Developer Tools

CodeGolf Bench tests LLMs on concise code in 60 languages

Reasoning models outperform non-reasoning ones by 30% in code golf challenges

Deep Dive

Researcher Vedant Padwal introduced CodeGolf Bench, a benchmark evaluating LLMs on generating concise code across 60 programming languages. Based on code golf, it leverages a code golf platform for dynamic problems and live human baselines. Evaluation of nine LLMs on Python and C++ tasks showed reasoning models significantly outperform non-reasoning models, achieving a best average percentile of 70.97%. The gap was particularly pronounced in C++, highlighting reasoning's importance for languages with strict syntax.

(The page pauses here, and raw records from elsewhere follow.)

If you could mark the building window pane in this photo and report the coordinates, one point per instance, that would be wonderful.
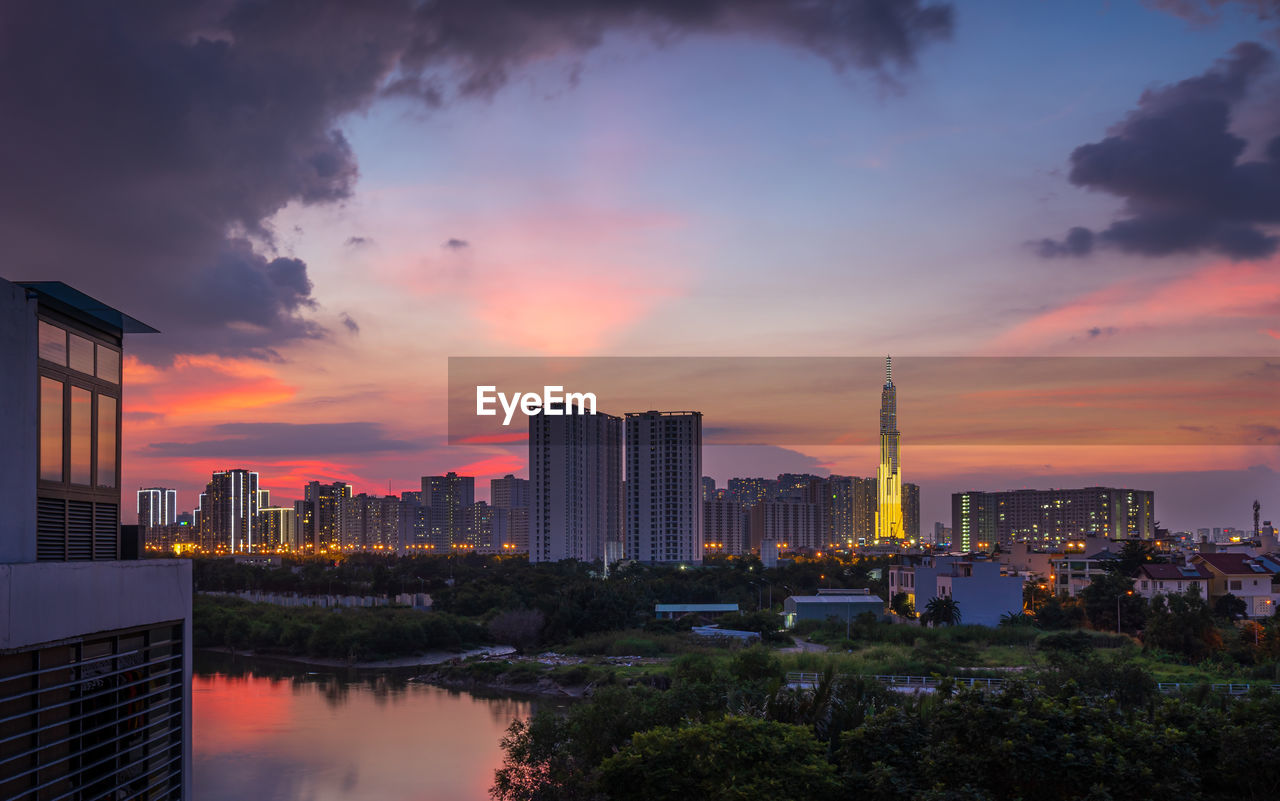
(108, 365)
(50, 429)
(82, 434)
(53, 343)
(106, 406)
(81, 355)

Non-reasoning models struggled more with efficiency optimization across both languages, with best percentiles significantly lower than reasoning counterparts.

Key Points
  • Evaluates LLMs on code golf across 60 programming languages using dynamic problems from code.golf
  • Reasoning models hit 70.97% best average percentile vs. significantly lower scores for non-reasoning models
  • Performance gap largest in C++, where strict syntax demands higher reasoning for minimal solutions

Why It Matters

Code golf benchmarks push LLMs toward producing efficient, minimal code—critical for constrained environments and production optimization.